Vision Research Roadmaps
Links to pages with explanations of the direction of vision research projects at WG.
See also: Planning research roadmaps
Visual SLAM and 3D Reconstruction
Kurt
The goal of this project is to keep track of robot 3D motion using pose estimation from stereo vision. On a local basis, visual odometry gives fine-grained pose estimation for registration of sensor data from vision and ladar sensors. On a global basis, visual SLAM constructs a map of the environment, and keeps the pose estimates consistent within this map. One of the key features here is "place recognition", where images are quickly matched and registered against a global database of images. The robot should be able to 'wake up' anywhere and immediately figure out where it is, if it has been there before.
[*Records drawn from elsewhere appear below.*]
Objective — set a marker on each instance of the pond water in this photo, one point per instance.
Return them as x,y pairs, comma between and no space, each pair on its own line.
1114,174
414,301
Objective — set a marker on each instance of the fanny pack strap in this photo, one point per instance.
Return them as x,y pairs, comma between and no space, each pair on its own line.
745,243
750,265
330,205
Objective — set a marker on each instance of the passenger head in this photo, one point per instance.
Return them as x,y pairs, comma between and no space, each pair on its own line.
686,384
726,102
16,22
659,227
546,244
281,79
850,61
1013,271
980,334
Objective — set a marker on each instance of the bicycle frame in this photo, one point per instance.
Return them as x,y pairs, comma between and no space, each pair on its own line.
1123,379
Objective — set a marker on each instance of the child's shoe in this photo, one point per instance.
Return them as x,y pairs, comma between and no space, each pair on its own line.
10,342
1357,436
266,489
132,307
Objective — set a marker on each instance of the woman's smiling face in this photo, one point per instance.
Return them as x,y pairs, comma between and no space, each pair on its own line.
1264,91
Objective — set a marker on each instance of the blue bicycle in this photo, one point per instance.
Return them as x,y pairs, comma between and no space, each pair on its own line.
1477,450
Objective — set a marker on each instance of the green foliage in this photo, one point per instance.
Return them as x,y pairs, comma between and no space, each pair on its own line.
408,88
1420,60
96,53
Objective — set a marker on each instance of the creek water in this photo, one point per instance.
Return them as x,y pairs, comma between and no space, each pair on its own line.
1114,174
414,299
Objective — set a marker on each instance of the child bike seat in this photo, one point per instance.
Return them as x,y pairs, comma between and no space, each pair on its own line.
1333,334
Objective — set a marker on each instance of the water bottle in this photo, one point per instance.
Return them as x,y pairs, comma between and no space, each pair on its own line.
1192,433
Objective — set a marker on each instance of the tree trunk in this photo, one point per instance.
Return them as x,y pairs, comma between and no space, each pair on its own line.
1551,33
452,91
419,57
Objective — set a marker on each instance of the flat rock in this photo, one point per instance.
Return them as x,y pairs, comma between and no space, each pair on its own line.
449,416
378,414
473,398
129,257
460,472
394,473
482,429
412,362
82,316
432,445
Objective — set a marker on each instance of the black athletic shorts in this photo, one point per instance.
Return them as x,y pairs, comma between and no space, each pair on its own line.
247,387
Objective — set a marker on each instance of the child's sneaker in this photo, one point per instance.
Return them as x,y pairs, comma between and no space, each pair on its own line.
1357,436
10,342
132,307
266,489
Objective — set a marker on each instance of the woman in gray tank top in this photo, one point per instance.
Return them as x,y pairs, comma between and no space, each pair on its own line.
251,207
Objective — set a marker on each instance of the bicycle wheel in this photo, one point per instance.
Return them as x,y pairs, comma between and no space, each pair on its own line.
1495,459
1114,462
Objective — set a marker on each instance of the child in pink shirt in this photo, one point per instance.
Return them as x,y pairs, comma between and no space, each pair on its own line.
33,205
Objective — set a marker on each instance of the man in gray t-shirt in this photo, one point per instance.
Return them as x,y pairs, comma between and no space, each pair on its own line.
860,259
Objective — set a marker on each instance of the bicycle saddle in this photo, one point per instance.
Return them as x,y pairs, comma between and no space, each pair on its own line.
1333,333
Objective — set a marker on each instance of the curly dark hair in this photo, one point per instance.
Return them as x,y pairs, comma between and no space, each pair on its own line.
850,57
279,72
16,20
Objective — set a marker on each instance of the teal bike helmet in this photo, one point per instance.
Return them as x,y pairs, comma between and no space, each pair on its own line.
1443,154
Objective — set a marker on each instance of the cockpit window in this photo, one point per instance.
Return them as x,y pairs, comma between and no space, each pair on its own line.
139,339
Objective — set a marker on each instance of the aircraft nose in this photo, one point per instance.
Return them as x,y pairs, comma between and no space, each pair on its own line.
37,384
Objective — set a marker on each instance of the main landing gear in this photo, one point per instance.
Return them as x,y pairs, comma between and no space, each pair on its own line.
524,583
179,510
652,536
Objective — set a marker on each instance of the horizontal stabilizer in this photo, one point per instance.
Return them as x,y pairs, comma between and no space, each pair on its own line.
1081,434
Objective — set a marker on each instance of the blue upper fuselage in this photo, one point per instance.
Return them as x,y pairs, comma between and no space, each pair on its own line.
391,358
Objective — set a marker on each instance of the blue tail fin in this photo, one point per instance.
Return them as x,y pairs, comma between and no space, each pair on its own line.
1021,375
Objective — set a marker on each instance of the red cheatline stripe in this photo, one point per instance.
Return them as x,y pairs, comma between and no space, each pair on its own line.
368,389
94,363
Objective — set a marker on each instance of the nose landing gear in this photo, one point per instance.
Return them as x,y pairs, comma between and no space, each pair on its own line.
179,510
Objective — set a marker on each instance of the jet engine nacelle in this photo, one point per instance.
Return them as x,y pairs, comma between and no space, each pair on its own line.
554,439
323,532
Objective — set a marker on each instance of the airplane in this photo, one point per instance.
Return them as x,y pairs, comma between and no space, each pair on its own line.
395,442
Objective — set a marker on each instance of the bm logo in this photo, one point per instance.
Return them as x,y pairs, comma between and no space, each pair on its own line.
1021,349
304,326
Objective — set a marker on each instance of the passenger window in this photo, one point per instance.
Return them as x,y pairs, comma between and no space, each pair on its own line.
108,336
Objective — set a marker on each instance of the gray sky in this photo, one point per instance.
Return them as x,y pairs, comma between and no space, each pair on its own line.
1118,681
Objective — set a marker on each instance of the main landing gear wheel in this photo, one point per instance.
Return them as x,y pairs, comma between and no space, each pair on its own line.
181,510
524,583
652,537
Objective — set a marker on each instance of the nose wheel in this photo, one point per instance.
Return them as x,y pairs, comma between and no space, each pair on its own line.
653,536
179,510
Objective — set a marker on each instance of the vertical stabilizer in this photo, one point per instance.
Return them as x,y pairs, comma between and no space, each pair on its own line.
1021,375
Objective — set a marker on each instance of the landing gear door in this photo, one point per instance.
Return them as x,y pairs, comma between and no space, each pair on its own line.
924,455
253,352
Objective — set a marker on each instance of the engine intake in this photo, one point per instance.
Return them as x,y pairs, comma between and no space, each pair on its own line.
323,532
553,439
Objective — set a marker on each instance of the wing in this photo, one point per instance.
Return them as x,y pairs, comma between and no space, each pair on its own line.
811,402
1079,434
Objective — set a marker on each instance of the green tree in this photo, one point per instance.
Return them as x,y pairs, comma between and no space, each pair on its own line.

Given consistent pose estimates, point clouds from stereo and ladar are correctly registered in a global frame. Abstraction methods in a 3D reconstruction pipeline create reduced data formats that are easier to use for applications such as obstacle avoidance. The 3D pipeline produces a consistent 3D geometry that is remembered as the robot moves away, and actively updated when re-viewed.
Object Recognition
Gary
The goal of this project is to detect and recognize objects and their affordances (what you can do with them). Naturally, this is too broad for a PR2 release roadmap, so we define a subset of this aimed at PR2 launch time frame:
For PR2 Release:
- We want recognize manipulatable, mostly rigid, fairly Lambertian objects on a table top within 5 feet in moderate clutter;
- Segment object pose in 3D enough to accurately to grasp them;
- Speed up detection 100x vs. exhaustive search by using potential object features such as boundary edges.
Basically, for release, we want the robot to reliably identify several 10s of fairly light, easily graspable objects so that planning work for tasks may be tested in the real world. But, this method must allow scaling to 1000's of objects, to incremental learning of new objects, allow for adding features (such as lighting, shading, texture etc) so that the method forms the basis of tacking articulated, deformable and/or non-Lambertian objects.
People Tracking
Caroline and Jeremy
Robotic interaction with people differs from that with other objects. People are unpredictable, highly deformable, have a different notion of personal space, can willfully interact with the robot, can teach a robot about its environment and tasks, and most importantly, utility to people is often a robot's main measure of success. The first steps in human-robot interaction are detecting people, tracking them and estimating their pose and actions relative to the environment and other objects. This project aims to solve these issues using multiple sensors and in real time for indoor environments with multiple occlusions.
In the near term, we intend to identify the number of people in a room and their approximate location. This would allow the PR2 to better navigate its environment by increasing its distance to people, decreasing its distance to other objects, and better predicting where people (obstacles) may be in the future.
In the long term, we hope to identify people's poses and actions more precisely to allow for even better navigation, finer interactions (for example, passing an object to a person), and as context for object recognition (a person sits on a chair).